Our ancestors were crafty people, too. Long before email and widespread telephone use, the cheapest way to reach friends and family was the penny postcard. Unrestricted by modern sorting machinery, early cards might arrive with glued-on glitter, yarn, lace, google eyes, anything imaginable. My little collection includes Portsmouth postcards made of leather and wood from the dawn of the 20th century. All could be mailed for a single cent.
This hand-assembled postcard was a gift from a Portsmouth Herald reader. Posted from Kittery in 1907, this sturdy card includes tiny photo views of Market Square and the public library, now Portsmouth Historical Society. The top image is a fuzzy view of the USS Constitution taken from Portsmouth. Curiously, the frigate “Old Ironsides” had been moved from Portsmouth Harbor and back to Boston ten years before his card came out.

The crafty part here is a red paper heart on the left. It reads–“Heart of Portsmouth, NH.” Affixed with a metal brad, the heart swings open to reveal more tiny images. There are 14 of them folded accordion-style and scarcely an inch wide. The pictures offer a snapshot of what our forebears believed was important about the city more than a century ago. Five of the cards relate to the Treaty of Portsmouth that ended the Russo-Japanese War here in 1905.

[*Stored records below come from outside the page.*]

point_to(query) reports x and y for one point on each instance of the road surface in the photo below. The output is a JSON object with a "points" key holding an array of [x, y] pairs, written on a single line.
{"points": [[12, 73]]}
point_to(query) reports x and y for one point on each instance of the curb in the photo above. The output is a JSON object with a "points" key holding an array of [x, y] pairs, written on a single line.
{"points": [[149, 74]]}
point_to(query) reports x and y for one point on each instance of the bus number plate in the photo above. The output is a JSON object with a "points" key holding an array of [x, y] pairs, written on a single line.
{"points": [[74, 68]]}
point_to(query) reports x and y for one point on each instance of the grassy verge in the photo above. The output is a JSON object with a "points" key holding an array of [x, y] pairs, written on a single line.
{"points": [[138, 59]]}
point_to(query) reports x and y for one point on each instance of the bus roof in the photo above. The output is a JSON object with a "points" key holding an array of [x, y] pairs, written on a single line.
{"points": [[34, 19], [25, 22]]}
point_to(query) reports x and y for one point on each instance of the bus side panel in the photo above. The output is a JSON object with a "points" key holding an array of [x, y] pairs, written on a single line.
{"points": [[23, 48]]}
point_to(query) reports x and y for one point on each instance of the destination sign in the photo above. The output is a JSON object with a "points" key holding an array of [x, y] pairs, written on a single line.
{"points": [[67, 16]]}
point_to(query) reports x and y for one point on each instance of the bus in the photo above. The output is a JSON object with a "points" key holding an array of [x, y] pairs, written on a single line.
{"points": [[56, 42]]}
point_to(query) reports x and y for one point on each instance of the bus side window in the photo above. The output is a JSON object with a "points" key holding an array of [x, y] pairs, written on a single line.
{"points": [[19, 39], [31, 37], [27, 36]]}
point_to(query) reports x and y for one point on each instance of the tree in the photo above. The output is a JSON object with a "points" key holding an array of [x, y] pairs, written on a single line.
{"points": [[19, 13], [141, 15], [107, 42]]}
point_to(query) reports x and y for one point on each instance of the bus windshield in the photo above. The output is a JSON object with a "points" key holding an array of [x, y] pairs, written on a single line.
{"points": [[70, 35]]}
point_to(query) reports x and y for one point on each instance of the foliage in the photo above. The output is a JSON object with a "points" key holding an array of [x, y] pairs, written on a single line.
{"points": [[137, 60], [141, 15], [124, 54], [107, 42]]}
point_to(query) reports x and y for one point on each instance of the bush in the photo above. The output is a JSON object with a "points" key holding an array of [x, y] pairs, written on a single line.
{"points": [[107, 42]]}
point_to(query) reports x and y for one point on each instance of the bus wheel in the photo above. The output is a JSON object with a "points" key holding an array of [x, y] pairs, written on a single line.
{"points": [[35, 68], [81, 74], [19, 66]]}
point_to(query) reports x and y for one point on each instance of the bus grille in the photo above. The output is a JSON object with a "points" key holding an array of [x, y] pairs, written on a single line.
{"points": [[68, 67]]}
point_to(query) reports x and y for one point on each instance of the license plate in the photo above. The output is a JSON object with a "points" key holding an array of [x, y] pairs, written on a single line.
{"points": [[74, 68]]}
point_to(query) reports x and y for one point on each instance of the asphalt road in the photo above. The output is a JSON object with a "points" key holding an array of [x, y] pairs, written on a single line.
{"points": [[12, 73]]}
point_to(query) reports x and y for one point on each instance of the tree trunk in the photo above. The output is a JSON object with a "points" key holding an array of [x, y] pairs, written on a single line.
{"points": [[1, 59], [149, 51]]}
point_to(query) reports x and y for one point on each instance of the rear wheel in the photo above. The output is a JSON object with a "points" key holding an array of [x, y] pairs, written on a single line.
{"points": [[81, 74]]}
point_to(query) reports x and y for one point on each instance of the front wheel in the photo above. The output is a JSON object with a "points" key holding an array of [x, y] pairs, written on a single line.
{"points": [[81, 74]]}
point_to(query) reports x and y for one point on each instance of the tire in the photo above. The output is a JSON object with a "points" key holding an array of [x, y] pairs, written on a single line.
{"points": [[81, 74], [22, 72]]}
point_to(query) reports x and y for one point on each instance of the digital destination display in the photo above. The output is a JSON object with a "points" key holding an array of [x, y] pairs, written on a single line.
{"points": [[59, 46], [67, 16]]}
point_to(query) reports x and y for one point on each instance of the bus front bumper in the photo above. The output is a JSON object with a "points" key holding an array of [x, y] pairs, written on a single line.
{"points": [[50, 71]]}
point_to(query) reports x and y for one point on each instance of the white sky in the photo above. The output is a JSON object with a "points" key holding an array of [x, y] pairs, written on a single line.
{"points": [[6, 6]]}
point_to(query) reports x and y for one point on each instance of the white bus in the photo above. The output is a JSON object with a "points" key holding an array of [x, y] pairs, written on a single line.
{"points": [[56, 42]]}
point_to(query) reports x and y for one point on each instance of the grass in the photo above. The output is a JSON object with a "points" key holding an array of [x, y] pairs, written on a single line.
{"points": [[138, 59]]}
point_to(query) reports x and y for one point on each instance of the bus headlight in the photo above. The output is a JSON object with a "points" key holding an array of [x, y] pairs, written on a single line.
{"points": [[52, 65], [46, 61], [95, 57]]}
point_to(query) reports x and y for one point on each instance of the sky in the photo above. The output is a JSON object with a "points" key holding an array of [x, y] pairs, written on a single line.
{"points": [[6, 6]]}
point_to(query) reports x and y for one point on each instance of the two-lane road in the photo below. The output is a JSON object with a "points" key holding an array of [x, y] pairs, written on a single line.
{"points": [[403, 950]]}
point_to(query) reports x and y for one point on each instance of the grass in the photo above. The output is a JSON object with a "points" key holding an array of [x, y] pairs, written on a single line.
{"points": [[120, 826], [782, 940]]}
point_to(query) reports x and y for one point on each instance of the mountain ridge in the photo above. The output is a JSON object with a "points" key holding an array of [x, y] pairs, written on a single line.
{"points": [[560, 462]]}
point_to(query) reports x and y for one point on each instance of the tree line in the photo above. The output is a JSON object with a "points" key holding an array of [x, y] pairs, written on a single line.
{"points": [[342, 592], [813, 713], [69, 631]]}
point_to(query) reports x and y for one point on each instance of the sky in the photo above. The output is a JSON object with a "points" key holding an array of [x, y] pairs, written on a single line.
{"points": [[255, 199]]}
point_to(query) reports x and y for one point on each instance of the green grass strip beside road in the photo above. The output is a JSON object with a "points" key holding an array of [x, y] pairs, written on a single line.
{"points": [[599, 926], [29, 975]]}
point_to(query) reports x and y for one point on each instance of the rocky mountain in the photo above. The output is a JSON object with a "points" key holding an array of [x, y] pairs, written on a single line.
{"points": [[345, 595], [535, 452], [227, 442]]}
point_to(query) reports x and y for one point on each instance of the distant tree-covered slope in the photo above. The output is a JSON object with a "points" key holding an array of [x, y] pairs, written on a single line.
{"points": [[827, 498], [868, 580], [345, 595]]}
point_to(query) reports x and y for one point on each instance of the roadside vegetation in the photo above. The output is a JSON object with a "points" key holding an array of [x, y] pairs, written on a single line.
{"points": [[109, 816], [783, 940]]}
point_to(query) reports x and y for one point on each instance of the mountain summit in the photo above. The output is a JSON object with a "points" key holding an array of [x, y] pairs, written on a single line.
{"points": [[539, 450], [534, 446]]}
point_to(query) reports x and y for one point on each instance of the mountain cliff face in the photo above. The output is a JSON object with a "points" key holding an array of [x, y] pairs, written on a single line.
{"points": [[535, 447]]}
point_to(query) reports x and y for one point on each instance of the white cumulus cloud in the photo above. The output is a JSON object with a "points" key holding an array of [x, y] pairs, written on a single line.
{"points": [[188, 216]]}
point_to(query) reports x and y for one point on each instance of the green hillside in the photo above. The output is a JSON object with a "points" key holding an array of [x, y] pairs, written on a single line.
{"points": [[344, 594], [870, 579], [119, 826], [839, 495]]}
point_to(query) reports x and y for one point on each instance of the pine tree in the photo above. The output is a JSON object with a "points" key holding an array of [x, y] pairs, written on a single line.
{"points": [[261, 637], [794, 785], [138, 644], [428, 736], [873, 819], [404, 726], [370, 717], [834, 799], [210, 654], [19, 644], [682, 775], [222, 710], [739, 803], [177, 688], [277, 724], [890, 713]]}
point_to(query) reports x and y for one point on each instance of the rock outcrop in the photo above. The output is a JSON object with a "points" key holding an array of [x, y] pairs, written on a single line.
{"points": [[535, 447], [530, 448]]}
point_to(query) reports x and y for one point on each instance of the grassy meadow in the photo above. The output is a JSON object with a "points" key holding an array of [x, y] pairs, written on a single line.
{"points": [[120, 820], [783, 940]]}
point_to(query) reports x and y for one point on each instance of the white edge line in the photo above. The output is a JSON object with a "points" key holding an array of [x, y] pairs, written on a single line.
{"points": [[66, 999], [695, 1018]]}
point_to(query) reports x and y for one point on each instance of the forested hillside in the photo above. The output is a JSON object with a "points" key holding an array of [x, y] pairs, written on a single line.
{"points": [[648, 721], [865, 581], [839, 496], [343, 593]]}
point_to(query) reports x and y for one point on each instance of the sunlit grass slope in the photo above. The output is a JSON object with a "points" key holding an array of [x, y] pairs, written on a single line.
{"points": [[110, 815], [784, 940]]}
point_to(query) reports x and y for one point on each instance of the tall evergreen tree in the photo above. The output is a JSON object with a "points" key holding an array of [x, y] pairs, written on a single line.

It is significant, I believe, that only two of the structures depicted are gone–the Rockingham County Courthouse and Christ Church. All the rest remain still standing in the historic downtown. They include the Warner House, the old high school (now apartments), the 1664 Jackson House, the Soldiers and Sailors Monument, Gov. John Langdon House, and the Rockingham Hotel (now condos.)
For the record, Portsmouth was not the only attractive city featured among a series of copyrighted cards produced by the Glazier Art Co. of Boston. A little onlines sleuthing shows nearly identical postcards from Nashua, NH and from Massachusetts’ locations like Amebsury, Nantucket, Chatham, Cape Ann, Plymouth, Boston. Company workers also assembled “Heart of” penny postcards for Utica, NY, Bardstown, KY, and Millersville and Tunkhannock, PA. They were distributed by the Samuel Ward Company that also specialized in hotel guest books, diaries, scrapbooks, and the ever popular “five year line-a-day book.”